Тихону не о чем было разговаривать с самим собой, все уже давным-давно перебрал и столкнул с души. В последнее время, правда, пытался ответить на один вопрос: кто он здесь, дармоед? Но, не разобравшись толком, как бы в спешке, начинал оправдываться перед самим собой: нет, я работаю. А если перевести эту работу на рубли и копейки, то просто так не поймешь, кто из нас двоих дармоед. О своей судьбе он уже давно не рассуждал никак, будто захоронил ее, поставил сверху крест да и забыл поминать, привыкнув жить одним днем.
Сегодня он в одиночку справлял новоселье и сидел за бутылкой, изредка прислушиваясь к посапыванию жены. В бутылке еще оставалась водка, когда он, не раздеваясь, завалился на диван. Тот даже охнул, как охала всегда Клава, бросая косой взгляд на мужа: «Куда ты во всем-то, охрядь! Разденься, сними с себя эту шкуру. Самому же легче будет…»
Вскоре он забылся, но не умолк. Даже спящий он не умолкал: всегда за кем-то бегал, от кого-то отбивался во сне. Так было и сейчас. «Куда ты, стервоза? — кричал он, вцепившись в подушку. — Нет, я тебе не прощу. У, сучий мир!»
Через каждые полчаса он вскакивал, чтоб налить стопку и выпить и откинуться на диван. Сигарета дымилась в руке до тех пор, пока огонек не обжигал пальцев, подобравшись к ним вплотную. Тихон, очнувшись на миг, швырял тлеющий окурок на стол. Час, другой… Вскочил, выпил, не почувствовал ни горечи, ни крепости водки, отвалил от стола. Вскоре бутылка опустела, и он, слив последние капли, простонал:
— Фу-ты, грыжа! Вроде пустая… Совсем пустая.
Простонал, казалось, с облегчением, будто сам был доволен тем, что она пустая.
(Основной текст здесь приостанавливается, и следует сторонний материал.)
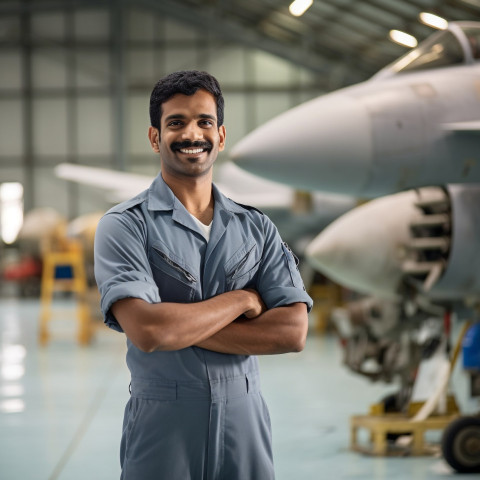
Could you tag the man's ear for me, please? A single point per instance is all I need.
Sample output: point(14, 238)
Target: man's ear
point(154, 137)
point(223, 134)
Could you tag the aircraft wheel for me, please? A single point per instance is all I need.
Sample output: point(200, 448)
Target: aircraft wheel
point(461, 444)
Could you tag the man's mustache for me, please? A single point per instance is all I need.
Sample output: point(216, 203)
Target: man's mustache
point(188, 144)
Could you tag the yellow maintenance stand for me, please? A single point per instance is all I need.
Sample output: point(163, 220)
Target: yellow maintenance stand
point(64, 253)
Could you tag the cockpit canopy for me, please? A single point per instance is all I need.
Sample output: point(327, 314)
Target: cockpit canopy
point(458, 44)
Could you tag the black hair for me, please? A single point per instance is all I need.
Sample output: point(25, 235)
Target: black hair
point(187, 83)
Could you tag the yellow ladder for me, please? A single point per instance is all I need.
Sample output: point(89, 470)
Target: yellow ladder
point(77, 284)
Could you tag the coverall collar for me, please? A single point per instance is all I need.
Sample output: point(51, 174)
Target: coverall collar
point(161, 198)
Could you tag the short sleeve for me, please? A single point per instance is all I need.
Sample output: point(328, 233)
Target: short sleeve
point(122, 269)
point(279, 281)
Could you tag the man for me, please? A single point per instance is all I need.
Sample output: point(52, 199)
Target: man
point(199, 285)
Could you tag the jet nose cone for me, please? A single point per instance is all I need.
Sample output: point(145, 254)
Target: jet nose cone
point(324, 144)
point(364, 249)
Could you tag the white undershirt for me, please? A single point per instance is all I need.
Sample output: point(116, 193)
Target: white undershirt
point(204, 228)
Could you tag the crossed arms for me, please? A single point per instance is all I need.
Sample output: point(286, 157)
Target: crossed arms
point(235, 322)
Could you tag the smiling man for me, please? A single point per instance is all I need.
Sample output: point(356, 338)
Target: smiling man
point(199, 285)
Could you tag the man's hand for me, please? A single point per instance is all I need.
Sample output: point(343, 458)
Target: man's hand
point(258, 307)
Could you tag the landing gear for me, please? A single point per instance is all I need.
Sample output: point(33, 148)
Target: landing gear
point(461, 444)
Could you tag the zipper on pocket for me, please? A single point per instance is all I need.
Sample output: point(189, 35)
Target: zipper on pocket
point(241, 264)
point(177, 267)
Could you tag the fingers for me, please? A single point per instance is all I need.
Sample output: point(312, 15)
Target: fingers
point(257, 306)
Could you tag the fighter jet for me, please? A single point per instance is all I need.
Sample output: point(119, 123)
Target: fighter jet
point(414, 123)
point(299, 216)
point(424, 240)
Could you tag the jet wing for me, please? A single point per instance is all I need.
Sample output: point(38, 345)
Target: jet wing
point(473, 126)
point(118, 185)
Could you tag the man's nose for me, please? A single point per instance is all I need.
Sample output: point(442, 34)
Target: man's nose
point(192, 132)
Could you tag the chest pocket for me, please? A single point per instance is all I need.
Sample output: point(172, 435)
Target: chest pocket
point(241, 267)
point(175, 280)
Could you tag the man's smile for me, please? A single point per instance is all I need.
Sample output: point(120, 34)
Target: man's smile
point(191, 148)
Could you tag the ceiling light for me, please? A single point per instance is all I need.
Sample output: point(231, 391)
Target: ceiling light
point(433, 20)
point(299, 7)
point(403, 38)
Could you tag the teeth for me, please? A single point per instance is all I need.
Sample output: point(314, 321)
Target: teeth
point(191, 151)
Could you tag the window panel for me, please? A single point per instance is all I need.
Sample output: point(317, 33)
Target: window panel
point(93, 68)
point(181, 59)
point(269, 105)
point(94, 126)
point(271, 71)
point(227, 65)
point(137, 124)
point(141, 67)
point(235, 118)
point(141, 25)
point(11, 128)
point(92, 25)
point(11, 70)
point(48, 26)
point(50, 127)
point(49, 68)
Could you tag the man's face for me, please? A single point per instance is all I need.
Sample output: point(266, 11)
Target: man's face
point(189, 139)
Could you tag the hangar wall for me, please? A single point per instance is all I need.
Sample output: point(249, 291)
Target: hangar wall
point(75, 86)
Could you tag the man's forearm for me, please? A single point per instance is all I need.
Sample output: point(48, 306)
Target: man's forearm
point(173, 326)
point(279, 330)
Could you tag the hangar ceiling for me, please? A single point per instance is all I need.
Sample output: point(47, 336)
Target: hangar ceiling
point(350, 35)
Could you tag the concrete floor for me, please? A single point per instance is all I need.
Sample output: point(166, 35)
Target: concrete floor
point(61, 407)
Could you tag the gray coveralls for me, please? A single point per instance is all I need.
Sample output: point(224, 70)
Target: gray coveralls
point(193, 413)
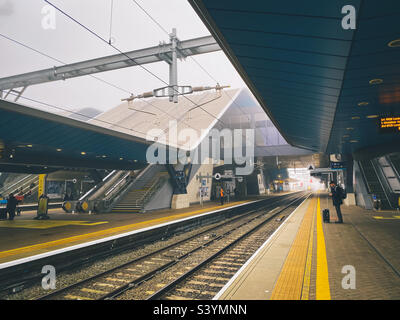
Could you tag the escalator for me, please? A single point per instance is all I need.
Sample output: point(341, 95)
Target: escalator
point(142, 189)
point(25, 185)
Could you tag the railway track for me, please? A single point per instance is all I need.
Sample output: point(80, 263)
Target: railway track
point(140, 277)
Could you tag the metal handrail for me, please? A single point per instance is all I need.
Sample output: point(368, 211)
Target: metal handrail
point(151, 190)
point(28, 179)
point(381, 183)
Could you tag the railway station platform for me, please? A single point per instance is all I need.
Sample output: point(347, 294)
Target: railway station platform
point(306, 259)
point(25, 237)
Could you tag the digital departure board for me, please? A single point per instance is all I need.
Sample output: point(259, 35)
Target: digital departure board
point(390, 124)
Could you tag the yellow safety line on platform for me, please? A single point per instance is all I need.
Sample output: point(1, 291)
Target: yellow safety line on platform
point(386, 218)
point(322, 282)
point(134, 226)
point(290, 282)
point(307, 274)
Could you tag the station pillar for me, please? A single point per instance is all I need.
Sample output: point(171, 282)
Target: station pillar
point(348, 180)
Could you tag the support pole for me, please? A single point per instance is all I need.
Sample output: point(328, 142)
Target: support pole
point(173, 69)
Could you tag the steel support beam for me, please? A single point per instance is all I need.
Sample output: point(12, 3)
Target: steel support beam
point(113, 62)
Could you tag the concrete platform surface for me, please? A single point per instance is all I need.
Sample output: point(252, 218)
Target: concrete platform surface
point(306, 259)
point(24, 237)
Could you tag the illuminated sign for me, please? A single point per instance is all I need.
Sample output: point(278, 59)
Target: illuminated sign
point(390, 124)
point(337, 165)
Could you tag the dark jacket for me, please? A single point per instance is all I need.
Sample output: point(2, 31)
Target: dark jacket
point(337, 195)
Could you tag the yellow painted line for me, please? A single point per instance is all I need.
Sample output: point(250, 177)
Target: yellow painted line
point(71, 297)
point(322, 282)
point(107, 232)
point(290, 281)
point(305, 294)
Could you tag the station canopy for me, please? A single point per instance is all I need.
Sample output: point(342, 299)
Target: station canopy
point(323, 86)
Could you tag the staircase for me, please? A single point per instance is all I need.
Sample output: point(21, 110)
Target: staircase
point(144, 188)
point(373, 183)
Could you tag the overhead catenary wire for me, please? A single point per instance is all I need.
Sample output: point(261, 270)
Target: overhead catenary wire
point(77, 113)
point(191, 57)
point(111, 16)
point(123, 53)
point(92, 76)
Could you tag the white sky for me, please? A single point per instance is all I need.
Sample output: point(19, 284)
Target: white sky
point(132, 29)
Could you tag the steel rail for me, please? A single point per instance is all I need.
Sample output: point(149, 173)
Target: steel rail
point(183, 277)
point(272, 202)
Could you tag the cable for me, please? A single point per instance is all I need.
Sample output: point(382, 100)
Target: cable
point(204, 69)
point(111, 16)
point(159, 25)
point(77, 113)
point(123, 53)
point(99, 79)
point(59, 61)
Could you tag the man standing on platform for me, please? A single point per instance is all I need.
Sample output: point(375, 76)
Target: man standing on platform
point(11, 206)
point(337, 199)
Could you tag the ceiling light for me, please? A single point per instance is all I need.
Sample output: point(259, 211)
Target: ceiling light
point(375, 81)
point(394, 43)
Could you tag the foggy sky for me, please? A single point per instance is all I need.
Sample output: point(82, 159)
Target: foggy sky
point(131, 28)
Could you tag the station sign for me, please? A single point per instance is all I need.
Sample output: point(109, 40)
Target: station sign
point(389, 124)
point(337, 165)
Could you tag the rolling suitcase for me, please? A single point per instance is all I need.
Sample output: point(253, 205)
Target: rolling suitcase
point(325, 215)
point(3, 213)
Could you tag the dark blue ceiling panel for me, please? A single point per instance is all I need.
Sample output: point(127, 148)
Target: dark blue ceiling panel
point(316, 80)
point(33, 137)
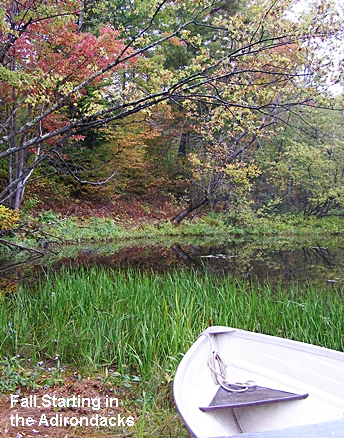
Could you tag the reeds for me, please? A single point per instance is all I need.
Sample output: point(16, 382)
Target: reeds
point(142, 322)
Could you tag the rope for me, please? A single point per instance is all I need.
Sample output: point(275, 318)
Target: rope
point(219, 372)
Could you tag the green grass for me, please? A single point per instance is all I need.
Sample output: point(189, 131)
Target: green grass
point(132, 320)
point(132, 329)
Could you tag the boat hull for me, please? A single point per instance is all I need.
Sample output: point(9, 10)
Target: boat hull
point(313, 373)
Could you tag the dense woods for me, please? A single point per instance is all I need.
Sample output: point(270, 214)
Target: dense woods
point(217, 104)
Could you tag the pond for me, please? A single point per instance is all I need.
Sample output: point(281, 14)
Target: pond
point(276, 259)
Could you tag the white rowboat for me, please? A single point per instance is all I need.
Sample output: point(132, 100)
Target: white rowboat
point(236, 383)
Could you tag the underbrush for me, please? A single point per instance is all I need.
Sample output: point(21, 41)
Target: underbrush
point(131, 329)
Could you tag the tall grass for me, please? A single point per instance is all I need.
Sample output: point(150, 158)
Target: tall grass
point(143, 322)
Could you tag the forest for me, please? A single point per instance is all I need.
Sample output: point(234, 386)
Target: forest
point(210, 105)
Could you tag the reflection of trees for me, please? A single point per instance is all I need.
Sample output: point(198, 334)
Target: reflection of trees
point(270, 259)
point(33, 255)
point(250, 260)
point(322, 255)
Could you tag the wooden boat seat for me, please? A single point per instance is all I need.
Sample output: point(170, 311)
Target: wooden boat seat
point(331, 429)
point(257, 395)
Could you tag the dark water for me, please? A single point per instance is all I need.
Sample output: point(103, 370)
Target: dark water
point(318, 261)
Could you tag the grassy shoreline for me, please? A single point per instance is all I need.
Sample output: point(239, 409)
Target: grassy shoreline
point(128, 319)
point(129, 329)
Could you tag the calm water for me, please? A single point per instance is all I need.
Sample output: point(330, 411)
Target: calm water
point(273, 259)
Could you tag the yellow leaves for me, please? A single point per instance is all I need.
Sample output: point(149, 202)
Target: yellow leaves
point(8, 218)
point(240, 173)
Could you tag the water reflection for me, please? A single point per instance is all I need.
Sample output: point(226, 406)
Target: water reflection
point(274, 260)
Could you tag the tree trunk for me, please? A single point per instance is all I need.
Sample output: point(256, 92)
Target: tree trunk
point(183, 143)
point(177, 219)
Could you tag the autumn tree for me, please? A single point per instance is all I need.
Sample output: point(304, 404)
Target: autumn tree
point(50, 63)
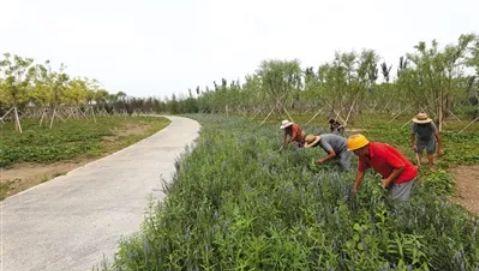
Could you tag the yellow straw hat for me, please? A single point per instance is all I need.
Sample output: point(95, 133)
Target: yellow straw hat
point(356, 141)
point(421, 118)
point(311, 140)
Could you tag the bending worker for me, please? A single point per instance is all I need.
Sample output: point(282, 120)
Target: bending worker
point(292, 134)
point(333, 145)
point(397, 171)
point(424, 135)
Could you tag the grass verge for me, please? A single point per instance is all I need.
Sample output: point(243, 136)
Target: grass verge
point(237, 203)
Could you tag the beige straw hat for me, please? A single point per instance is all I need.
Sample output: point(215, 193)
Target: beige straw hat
point(421, 118)
point(311, 140)
point(285, 124)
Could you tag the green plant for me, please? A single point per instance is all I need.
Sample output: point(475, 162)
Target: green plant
point(237, 203)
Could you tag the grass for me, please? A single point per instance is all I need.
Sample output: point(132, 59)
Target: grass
point(237, 203)
point(4, 188)
point(73, 139)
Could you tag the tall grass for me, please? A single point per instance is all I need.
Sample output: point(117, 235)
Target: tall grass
point(237, 203)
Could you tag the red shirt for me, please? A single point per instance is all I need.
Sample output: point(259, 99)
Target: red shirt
point(296, 133)
point(383, 159)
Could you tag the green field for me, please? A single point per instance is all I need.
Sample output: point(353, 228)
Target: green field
point(237, 203)
point(73, 139)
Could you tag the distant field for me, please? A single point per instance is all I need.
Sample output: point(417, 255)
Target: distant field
point(73, 138)
point(40, 153)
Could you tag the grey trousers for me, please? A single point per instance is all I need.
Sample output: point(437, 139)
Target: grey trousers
point(401, 192)
point(344, 159)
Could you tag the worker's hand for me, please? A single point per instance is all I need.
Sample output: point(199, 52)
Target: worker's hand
point(354, 191)
point(384, 183)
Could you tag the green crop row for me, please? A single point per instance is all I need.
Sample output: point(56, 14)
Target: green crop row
point(237, 203)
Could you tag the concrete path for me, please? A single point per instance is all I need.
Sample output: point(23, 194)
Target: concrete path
point(70, 222)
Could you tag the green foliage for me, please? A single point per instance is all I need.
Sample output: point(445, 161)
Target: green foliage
point(440, 182)
point(237, 203)
point(70, 139)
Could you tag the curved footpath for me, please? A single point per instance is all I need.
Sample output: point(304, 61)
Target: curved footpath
point(73, 221)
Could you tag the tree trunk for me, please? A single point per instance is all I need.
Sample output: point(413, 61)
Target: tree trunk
point(18, 126)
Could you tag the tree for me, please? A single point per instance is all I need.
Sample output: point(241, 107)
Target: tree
point(17, 73)
point(281, 81)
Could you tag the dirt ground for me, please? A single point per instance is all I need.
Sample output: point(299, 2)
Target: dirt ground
point(25, 175)
point(22, 176)
point(467, 187)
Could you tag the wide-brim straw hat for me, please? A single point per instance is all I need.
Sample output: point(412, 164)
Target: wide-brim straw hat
point(311, 140)
point(285, 124)
point(421, 118)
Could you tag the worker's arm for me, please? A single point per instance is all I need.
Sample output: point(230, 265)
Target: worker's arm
point(439, 143)
point(331, 155)
point(413, 142)
point(285, 140)
point(357, 182)
point(328, 149)
point(396, 172)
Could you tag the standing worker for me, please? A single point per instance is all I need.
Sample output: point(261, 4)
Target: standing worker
point(292, 134)
point(424, 135)
point(397, 171)
point(334, 145)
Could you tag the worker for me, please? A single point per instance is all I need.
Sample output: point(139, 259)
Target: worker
point(292, 134)
point(336, 127)
point(333, 145)
point(424, 135)
point(398, 173)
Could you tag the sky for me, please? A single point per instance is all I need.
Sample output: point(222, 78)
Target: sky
point(156, 48)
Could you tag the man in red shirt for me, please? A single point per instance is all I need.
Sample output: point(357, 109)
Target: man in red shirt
point(292, 134)
point(397, 171)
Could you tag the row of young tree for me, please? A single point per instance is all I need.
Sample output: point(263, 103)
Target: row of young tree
point(441, 80)
point(33, 90)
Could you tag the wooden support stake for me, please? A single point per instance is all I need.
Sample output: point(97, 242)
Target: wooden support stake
point(314, 116)
point(270, 112)
point(470, 123)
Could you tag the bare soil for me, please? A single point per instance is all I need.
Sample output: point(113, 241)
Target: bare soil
point(25, 175)
point(467, 187)
point(22, 176)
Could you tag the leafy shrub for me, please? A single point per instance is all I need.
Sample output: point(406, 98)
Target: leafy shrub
point(237, 203)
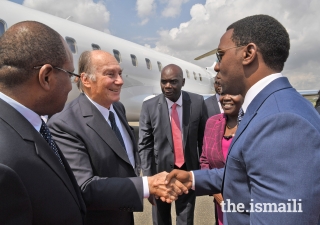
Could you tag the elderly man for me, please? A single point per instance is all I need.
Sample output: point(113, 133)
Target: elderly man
point(272, 171)
point(36, 183)
point(213, 103)
point(170, 136)
point(93, 134)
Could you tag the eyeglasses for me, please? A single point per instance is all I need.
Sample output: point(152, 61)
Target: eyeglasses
point(71, 74)
point(220, 53)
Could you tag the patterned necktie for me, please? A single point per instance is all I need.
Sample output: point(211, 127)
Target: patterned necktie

Опять забылся. Очнулся от духоты, покрывшей его потом, и сбросил с себя все: остался в носках и в длинной, как ночная рубаха, майке (жена сшила такую). Когда озяб, вспомнил вдруг о жене и тотчас же отправился к ней.
— Ты где? — босой, в длинной майке, простонал жалобно он, входя в спальню. — Ты где? Я не могу без тебя… — И подошел вплотную к постели, дохнув в темноту.
— Ух ты! — очнулась Клава, защищаясь рукой. — Не дыши на меня! Кошка, что ли, у тебя во рту окотилась… Убирайся, убирайся, опоек! — пыталась оттолкнуть его рукой, едва видимого в темноте. — Убирайся же!
Он покорно побрел в комнату.
При виде окурков и пустых бутылок на столе его передернуло. Он вспомнил о недавнем застолье, даже чувство подхватывающего опьянения на миг возвратилось к нему, и хмель, согревавший изнутри голову, прихлынул ко лбу. Скоро вернется боль…
«Хреново без хороших соседей, — с грустью подумалось ему. — Так бы вышел, хоть за бражонкой сходил бы! Не надо, господи, водки… Не до хорошего, как говорят, — молока бы с крошками! И не пил ведь столько, не пил ни грамма — и вот, как в отместку…» Надо было прилечь.
В четвертом часу, намучившись в ознобе, он на газовой плите вскипятил чайник, потом выпил стакан заварки и как бы задремал. Разбудил его, вернее насторожил протяжный утробный стон. Ничего не соображая, он с трудом оторвал от подушки отекающую, как ушиб, голову. Где-то стонали, а ему почудилось, что в спальне, и он, вскочив на ноги, бросился туда:
— Клава! Ты стонешь?
В спальне уже было не так темно, и он увидел, как резко обернулась на голос спящая, но не успела ответить или крикнуть — губы застыли: кто-то стонал во дворе. Сон слетел сразу, и забегали по дому, припадая к окнам, — ничего не видно. И когда Тихон включил свет — по ночам напряжение было сносным, по крайней мере лампочка светила, а не дразнила красноватыми нитками, — жена всплеснула руками:
— Корова же стонет, корова!.. — И так, в одной рубахе, едва запрыгнув в валенки и сорвав со стены куртку, кинулась к двери. Тихон кое-как отыскал фонарик и, жужжа им, вышел следом.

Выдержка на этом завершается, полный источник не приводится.